The 1-year results of the Harmony transcatheter pulmonary valve to treat severe pulmonary regurgitation have shown a high rate of eliminating or reducing the degree of symptoms as well as freedom from endocarditis, sustained ventricular tachycardia, and the need for further interventions.
“Simply put, the good news is no endocarditis,” said Daniel S. Levi, MD, in presenting results from three different studies with 108 patients who received three different iterations of the device at the Society for Cardiovascular Angiography & Interventions annual scientific sessions.
“Endocarditis has been an issue for us in the pulmonary position; we have yet to have an endocarditis in these patients in 1 year,” he stressed.
The studies evaluated three different versions of the Harmony valve: TPV22 (42 patients), the first version with a 22-mm diameter; the Clinical TPV25 (17 patients), the first iteration of a 25 mm–wide device that has since been discontinued; and the modified TPV25 (45 patients), the second version of the 25-mm valve. The three studies are the early feasibility study of the TPV22, the continued-access study of the TPV22 and the mTPV25, and the pivotal study that included all three versions.
At baseline, 89% of patients had severe and 11% had moderate pulmonary regurgitation (PR). At 1 year, 92% had none or trace PR, 3% had mild PR, and 4% moderate disease.
Dr. Levi said the device “speaks for itself” in the results he presented. They include no deaths, no heart attacks, and no pulmonary thromboembolism. Other key outcomes include:
- One major stent fracture in one of the early feasibility study patients at 1-month follow-up.
- Four explants, with two in the discontinued cTPV25 and two with the TPV22 in the early-feasibility study.
- Four reinterventions, two with the discontinued cTPV25 and two valve-in-valve procedures with the mTPV25 in the continued-access study, one with stent placement in the right ventricular outflow tract.
Dr. Levi and coinvestigators also performed a breakdown of 1-year outcomes – freedom from PR, stenosis, and interventions – by device: 95.1% for TPV22; 89.7% for mTPV25; and 73.3% for the discontinued cTPV25.

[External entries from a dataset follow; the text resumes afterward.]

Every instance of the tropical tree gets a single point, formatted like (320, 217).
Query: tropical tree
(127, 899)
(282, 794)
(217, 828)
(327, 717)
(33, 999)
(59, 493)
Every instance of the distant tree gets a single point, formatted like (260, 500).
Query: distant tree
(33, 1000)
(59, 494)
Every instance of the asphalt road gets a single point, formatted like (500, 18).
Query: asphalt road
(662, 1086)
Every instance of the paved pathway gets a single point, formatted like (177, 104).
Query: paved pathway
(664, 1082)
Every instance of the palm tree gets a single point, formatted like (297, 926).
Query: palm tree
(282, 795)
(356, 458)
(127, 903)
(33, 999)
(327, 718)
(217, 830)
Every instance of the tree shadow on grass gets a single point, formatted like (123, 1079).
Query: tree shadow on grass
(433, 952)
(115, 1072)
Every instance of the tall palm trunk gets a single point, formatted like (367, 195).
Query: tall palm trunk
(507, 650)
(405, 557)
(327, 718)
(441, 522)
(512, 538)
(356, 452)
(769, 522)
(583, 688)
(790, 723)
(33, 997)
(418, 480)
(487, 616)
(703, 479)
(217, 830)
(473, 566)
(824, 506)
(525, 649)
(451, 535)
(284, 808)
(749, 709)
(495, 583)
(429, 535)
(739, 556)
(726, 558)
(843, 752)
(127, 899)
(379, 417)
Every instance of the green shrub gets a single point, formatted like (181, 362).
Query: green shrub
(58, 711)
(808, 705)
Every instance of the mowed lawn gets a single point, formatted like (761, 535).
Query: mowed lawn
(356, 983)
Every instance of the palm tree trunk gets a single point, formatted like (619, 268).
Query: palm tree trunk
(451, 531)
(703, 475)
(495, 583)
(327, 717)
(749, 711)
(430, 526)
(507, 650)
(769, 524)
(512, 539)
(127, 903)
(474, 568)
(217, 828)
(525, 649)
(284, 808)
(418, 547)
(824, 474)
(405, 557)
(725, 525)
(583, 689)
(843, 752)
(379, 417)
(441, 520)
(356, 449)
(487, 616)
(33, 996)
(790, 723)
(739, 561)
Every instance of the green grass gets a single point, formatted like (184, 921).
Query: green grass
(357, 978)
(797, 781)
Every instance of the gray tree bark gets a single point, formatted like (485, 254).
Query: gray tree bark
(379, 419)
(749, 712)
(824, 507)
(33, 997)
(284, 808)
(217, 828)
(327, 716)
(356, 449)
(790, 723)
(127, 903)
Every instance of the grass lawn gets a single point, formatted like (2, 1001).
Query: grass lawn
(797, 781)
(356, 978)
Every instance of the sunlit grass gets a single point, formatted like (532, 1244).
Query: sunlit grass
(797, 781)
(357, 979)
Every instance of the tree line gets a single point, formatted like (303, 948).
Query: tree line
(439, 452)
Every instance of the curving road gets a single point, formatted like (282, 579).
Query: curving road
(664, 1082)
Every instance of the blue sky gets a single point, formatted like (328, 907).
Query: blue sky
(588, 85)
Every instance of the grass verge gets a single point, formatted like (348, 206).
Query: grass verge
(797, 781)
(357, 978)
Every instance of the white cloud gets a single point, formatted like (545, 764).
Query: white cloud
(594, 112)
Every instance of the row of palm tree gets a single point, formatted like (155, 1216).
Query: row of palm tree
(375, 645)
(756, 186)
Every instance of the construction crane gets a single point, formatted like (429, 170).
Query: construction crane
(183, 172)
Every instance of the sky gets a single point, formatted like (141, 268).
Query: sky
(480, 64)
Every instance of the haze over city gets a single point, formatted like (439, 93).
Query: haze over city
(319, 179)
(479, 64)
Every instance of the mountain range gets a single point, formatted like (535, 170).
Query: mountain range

Although the valve is indicated for adolescents and adults, most of the patients in the three studies were adults, with an average weight of 165 pounds (75 kg) who have had PR for decades, said Dr. Levi, an interventional pediatric cardiologist at the University of California, Los Angeles. “With a device like this we are hopefully shifting to treating that a little bit earlier, but fortunately we don’t usually need to treat it before puberty.” The 25-mm TPV gives “a really nice landing zone” for future valve placement. “The goal is to keep patients out of the operating room for at least a few decades if not their whole lives,” he said.
Dr. Levi said the Harmony investigators will follow outcomes with the 22- and modified 25-mm Harmony valves, both of which remain commercially available, out to 10 years.
The study represents the first collective cohort evaluating the Harmony device across the early feasibility, continued access and pivotal studies, said Brian Morray, MD. “It’s important that people understand that evolution and how that impacts the way we look at outcomes, because when you aggregate the data, particularly for the TPV25, some of the procedural outcomes and the adverse events are no longer really reflective in the current time frame.”
These Harmony results “represent another big step in the evolution of interventional cardiology and will be up there with development of the Melody valve and the utility and the use of the Sapien valve in the pulmonary position,” said Dr. Morray, an associate professor of pediatrics at the University of Washington, Seattle, and an interventional cardiologist at Seattle Children’s Hospital.
Dr. Levi disclosed he is a consultant to Medtronic and Edwards Lifesciences. Dr. Morray disclosed he is a clinical proctor for Abbott and a consultant to Medtronic, but not for the Harmony device.